Finley had already been wheeled inside by the time we reached the emergency room entrance. Jude had followed her into the ward. Because he was family, Cole was allowed past the double doors, but I had to stay in the waiting room.
My limbs felt heavy, and my head throbbed from crying as I lowered myself into a waiting room chair. There were pleasant paintings on the wall, and someone had coordinated a color scheme of rose and blue with fake flower arrangements and furniture upholstery. The last time I’d been in a waiting room was when Sophie was three and had fallen and cracked her chin open. She’d needed twelve stitches and she’d bled so much I was certain she would die from it. I remember sitting, holding my dad’s hand, and feeling sick to my stomach with worry. And I remember hating the cold, dreary, and crowded waiting room. We’d had no money or medical insurance, and Mom had held a cloth against Sophie’s chin while Dad drove us across town through irritating traffic to the county hospital. With the amount of blood covering Mom and Sophie’s clothes, I was certain they’d rush them right through the door and to a doctor. But at a county hospital, they took the most life threatening injuries first, and that meant gunshot wounds. There seemed to be a lot of them that day, and we’d waited anxiously for them to help my little sister. It was one of the worst days in my memory, and yet, it had been nothing compared to this day. Jude had been so busy chastising me, he’d left us with little information. I had no idea what kind of shape Finley was in.
Sitting there, with my arms crossed tightly against my churning stomach and a bleak bitter feeling flooding chest, I suddenly knew how badly Finley had been feeling these past few days. Even when things had sunk to their absolute worst, and my family and I had spent several weeks living in our car, I hadn’t experienced this sensation of complete and utter hopelessness. It drained every ounce of energy from me, and I wanted to roll off into a dark hole or fall into a deep, endless sleep . . . just like Finley had wanted.
I’d hardly moved a muscle since I sat down, and when Cole walked into the room, I was completely stiff from sitting so still. It took some effort to push from the chair and stand up.
Cole looked decidedly better and more relaxed than he had an hour earlier when he’d clutched his steering wheel so tightly I thought it would come off in his hands. “They pumped her stomach, and she’ll be all right.”

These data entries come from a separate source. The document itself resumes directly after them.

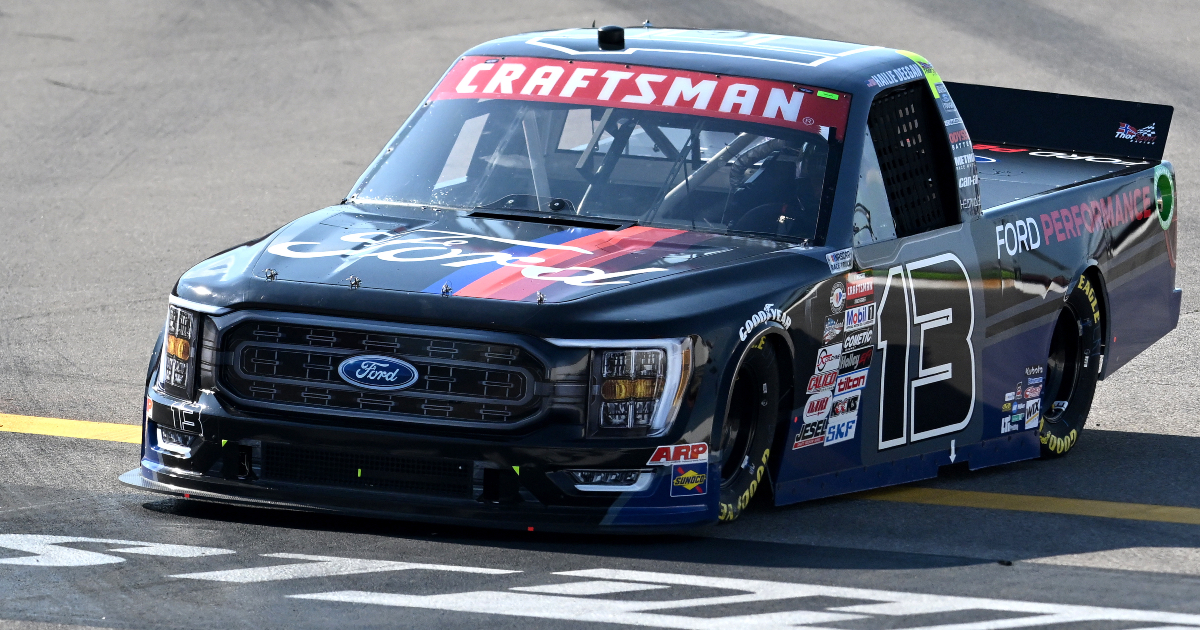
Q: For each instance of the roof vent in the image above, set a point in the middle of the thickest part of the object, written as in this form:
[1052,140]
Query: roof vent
[611,37]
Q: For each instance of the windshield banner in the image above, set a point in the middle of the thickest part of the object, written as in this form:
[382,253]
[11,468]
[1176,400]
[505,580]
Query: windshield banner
[681,91]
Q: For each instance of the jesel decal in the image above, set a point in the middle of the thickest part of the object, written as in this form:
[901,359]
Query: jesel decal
[444,245]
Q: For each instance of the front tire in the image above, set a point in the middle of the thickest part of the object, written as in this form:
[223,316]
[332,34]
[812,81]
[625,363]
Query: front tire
[1073,369]
[749,429]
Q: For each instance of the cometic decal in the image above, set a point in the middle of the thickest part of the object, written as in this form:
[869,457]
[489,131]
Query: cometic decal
[589,83]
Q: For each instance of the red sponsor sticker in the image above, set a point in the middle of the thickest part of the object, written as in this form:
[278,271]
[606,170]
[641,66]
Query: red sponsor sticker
[589,83]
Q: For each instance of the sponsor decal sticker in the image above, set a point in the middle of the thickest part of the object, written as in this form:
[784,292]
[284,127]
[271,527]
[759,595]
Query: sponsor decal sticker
[377,372]
[855,360]
[768,313]
[841,261]
[857,340]
[689,480]
[827,358]
[833,328]
[810,433]
[851,382]
[837,298]
[1144,136]
[817,407]
[1032,413]
[859,317]
[822,382]
[679,454]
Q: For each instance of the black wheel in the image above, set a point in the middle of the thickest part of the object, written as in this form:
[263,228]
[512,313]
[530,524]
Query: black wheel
[1072,371]
[749,427]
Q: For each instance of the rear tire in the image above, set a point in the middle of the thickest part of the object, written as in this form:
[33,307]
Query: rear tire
[1073,369]
[749,429]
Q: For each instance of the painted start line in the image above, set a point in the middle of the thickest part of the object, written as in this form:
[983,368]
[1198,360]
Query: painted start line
[601,595]
[924,496]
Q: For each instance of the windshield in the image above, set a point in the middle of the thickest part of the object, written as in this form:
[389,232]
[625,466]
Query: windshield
[664,168]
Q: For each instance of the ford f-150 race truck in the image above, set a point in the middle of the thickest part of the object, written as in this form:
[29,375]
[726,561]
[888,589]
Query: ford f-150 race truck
[635,279]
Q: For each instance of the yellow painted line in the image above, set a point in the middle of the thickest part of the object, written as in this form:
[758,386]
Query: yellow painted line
[71,429]
[1030,503]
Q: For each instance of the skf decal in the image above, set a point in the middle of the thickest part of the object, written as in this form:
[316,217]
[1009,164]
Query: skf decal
[1144,136]
[841,261]
[768,313]
[859,317]
[689,480]
[592,83]
[679,454]
[851,382]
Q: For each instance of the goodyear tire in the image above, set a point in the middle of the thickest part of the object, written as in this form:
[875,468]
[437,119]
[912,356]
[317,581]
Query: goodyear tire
[1072,371]
[749,427]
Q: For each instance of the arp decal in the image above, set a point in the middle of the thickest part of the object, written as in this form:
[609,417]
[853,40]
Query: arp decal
[768,313]
[678,454]
[689,480]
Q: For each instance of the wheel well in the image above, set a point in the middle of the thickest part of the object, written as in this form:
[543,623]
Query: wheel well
[786,403]
[1102,295]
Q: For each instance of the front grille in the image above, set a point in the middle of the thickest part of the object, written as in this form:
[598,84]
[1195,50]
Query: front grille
[295,366]
[325,467]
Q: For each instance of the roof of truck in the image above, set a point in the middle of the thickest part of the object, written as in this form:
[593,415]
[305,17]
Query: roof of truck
[847,67]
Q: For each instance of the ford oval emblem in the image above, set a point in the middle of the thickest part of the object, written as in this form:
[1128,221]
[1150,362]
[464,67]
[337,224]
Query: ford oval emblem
[377,372]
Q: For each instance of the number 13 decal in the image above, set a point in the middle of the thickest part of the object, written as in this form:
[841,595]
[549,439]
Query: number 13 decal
[925,321]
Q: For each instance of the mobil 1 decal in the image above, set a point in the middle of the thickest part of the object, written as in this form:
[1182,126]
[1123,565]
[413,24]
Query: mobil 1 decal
[924,347]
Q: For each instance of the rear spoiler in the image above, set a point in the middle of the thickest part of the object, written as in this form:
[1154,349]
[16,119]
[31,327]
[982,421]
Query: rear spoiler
[1062,123]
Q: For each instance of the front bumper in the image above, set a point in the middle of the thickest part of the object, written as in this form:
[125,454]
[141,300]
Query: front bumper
[514,484]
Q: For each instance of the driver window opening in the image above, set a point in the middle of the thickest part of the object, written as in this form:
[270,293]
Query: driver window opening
[873,214]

I burst into tears not realizing just how terrified I’d been.
Cole put his arm around me, and I pressed my face against his shoulder. I heard footsteps enter the waiting room. I gathered my strength and turned to face Jude.
His skin had barely regained its color. “Eden, I’m sorry.” His voice was low and hoarse and every word caused the pain in my throat to grow. “I was scared and I lashed out and—”
I swallowed hard and attempted to produce my coldest tone. “How’s Finley?”
Apparently, my attempt was successful. Jude looked at me as if I’d slapped him. “She’ll be fine, and I think she’ll finally get the help she needs.”
“I’m glad of it.” It was hard as hell to sound emotionless when every emotion I’d ever felt was swirling inside of me. “I need to use the restroom.” I sidled past him without giving him as much as a glance. He’d apologized, but there was no way to take any of it back. His angry words had sliced through me like an icy blade, and there was just no way to recover from the blow.
I headed through the two automatic doors and turned down the walkway that led to the street. I’d loved my time with Finley, at least the original version of Finley, and Jude had been the first guy who I’d felt I could give my heart to. But as far as I was concerned, my summer job with the King family was over.